The fact that providers lack the infrastructure they need to take on and manage risk successfully was also a common theme among the initiatives we studied. Providers do not have the data they need about the clinical or financial experience of their patients to manage patient care and financial risk effectively—the HIT structure necessary to coordinate care among providers is at varying levels of implementation. Providers also face operational and structural challenges related to the ACO model of care, which demand more coordinated, efficient processes. Many of the initiatives we studied try to mitigate some of these challenges by providing case management, disease management, and risk management support to providers.
Although this research uncovered several key findings about the development of ACOs and the payment models to support them, it is too early to identify which payment models best align incentives for ACOs with high-quality, high-value care. The majority of the payment models we studied have a fee-for-service foundation; however, shared risk combined with other base payment approaches can be even more robust. Capitation, bundled payments, and global budgets place the responsibility for managing financial risk more squarely on the shoulders of providers. Though we did not uncover any existing initiatives that employ one of these payment methods and meet the other research criteria, some initiatives anticipate more aggressive shared-risk payment models in their future. These burgeoning models and the experiments they embody will inevitably instruct us.

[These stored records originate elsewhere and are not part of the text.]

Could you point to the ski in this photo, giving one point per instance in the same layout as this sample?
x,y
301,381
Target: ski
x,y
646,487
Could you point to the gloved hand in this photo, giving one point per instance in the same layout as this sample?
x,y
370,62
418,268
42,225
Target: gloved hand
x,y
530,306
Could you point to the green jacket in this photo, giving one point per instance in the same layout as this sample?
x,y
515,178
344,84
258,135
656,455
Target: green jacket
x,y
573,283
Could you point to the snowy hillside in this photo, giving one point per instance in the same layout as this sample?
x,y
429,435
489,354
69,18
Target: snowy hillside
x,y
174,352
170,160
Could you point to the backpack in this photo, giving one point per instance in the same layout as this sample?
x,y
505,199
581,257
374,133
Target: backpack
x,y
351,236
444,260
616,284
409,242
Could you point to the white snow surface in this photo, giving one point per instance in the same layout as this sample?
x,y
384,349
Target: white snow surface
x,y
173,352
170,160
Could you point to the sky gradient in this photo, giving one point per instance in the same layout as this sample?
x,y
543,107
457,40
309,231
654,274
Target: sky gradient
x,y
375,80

While many unknowns remain, this research advances our collective understanding and identifies several elements of ACO development to monitor and learn from over time. Through the Center for Medicare and Medicaid Innovation, there might even be opportunities to build on these experiments with public–private partnerships, strengthening the power of the pilots and making it potentially easier to detect their impact. Alignment between Medicare and the private sector will be critical to strengthen the impact of each other’s reforms, sending consistent signals to and intensifying incentives for health care providers to improve quality and reduce costs. It is also critical to assure that Medicare reforms do not simply lead providers to shift additional costs from Medicare to private purchasers and payers but, instead, make health care more affordable for all. It is unlikely that there will ultimately be a "one size fits all" solution; it will be important to learn which models work best in which situations.